And that’s the real problem with zoos. They leave such decision up to ‘scientists’ rather than real human beings with feelings. “Finished torturing lab animals? Well, we have a zoo position that would be ideal for a guy/gal of your complete lack of sensitivity.

I know I am being egregiously harsh and judgmental here but I can because it’s my blog.

I also eat meat, and love it. I am an unrepentant carnivore. A carnivore who would become vegetarian in a heartbeat if he was called upon to expedite the animals he eats. I had beef last evening. I chose not to think about the ‘cow’ aspect. My valued friend Wendy Starr vouchsafed that same point following a Facebook item yesterday and I cannot argue with her. But, as I said, I don’t kill the animals that I eat and I have already stated that I no longer fish, I put spiders and even wasps outside rather than kill them, the concept of hunting is beyond my comprehension, and so on and so forth. I’m simply very Buddhist about the creatures with whom I share the planet.
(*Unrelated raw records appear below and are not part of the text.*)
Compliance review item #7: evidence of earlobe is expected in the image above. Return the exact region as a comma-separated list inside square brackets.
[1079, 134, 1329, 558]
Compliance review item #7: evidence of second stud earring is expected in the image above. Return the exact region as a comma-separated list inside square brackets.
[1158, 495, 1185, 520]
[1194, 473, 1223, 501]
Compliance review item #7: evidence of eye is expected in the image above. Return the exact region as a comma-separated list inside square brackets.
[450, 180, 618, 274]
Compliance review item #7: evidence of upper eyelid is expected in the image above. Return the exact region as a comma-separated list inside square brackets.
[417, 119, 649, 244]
So, yeah, the Marius thing is beyond the pale to me. I don’t want to share that same planet with people who harbor such malevolent attitudes.
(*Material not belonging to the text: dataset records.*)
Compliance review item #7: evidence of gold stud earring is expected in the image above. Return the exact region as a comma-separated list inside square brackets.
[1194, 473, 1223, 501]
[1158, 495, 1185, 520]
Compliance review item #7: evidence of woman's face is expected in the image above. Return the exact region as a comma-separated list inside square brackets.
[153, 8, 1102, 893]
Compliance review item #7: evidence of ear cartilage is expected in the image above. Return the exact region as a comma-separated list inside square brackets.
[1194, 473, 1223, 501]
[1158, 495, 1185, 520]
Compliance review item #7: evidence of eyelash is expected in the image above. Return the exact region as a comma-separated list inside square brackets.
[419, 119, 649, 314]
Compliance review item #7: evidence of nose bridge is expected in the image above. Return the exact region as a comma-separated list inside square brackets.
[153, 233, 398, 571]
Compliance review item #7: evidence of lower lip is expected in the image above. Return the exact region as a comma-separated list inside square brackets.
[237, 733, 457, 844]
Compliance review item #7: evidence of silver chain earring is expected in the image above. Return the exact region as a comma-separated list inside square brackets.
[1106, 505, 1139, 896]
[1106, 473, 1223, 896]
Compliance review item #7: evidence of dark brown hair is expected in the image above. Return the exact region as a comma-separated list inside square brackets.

As for zoos, I get torn. Personally I love seeing certain animals (with a particular fondness for giraffes, I might add). I have been to some of the better zoos in the world, the London Zoological Gardens, San Diego, and even Honolulu has a very decent zoo.

grillerYet the whole thing began to pall on me a few years ago. I was at the San Diego Zoo, which is world-class and quite wonderful. But, I was looking at the gorillas and amongst them was a little family of Mama, Papa, li’l tyke gorilla. And, like all kids the toddler gorilla was being a bit of a – well – monkey. And Mama had to reprimand him on a few occasions. And I simply found them so much like a human family that I wondered if they truly should be in captivity. Yes, I know the Gorillas in the Mist tale and how endangered they are in the wild. Yet, the captivity somehow didn’t seem right.

At Seattle’s quite exceptionally good Woodland Park Zoo I found myself impressed by the hugely extensive African Savannah display with lions, gazelles, and all those other antelopish things. I thought it was great except you could hardly see the animals. They had positioned themselves far away from the gawkers. Hardly blame them.

Now, having written what I have I will find out if in future travels I can refrain from  zoo attendance. But one things for sure, Copenhagen Zoo is definitely off my list.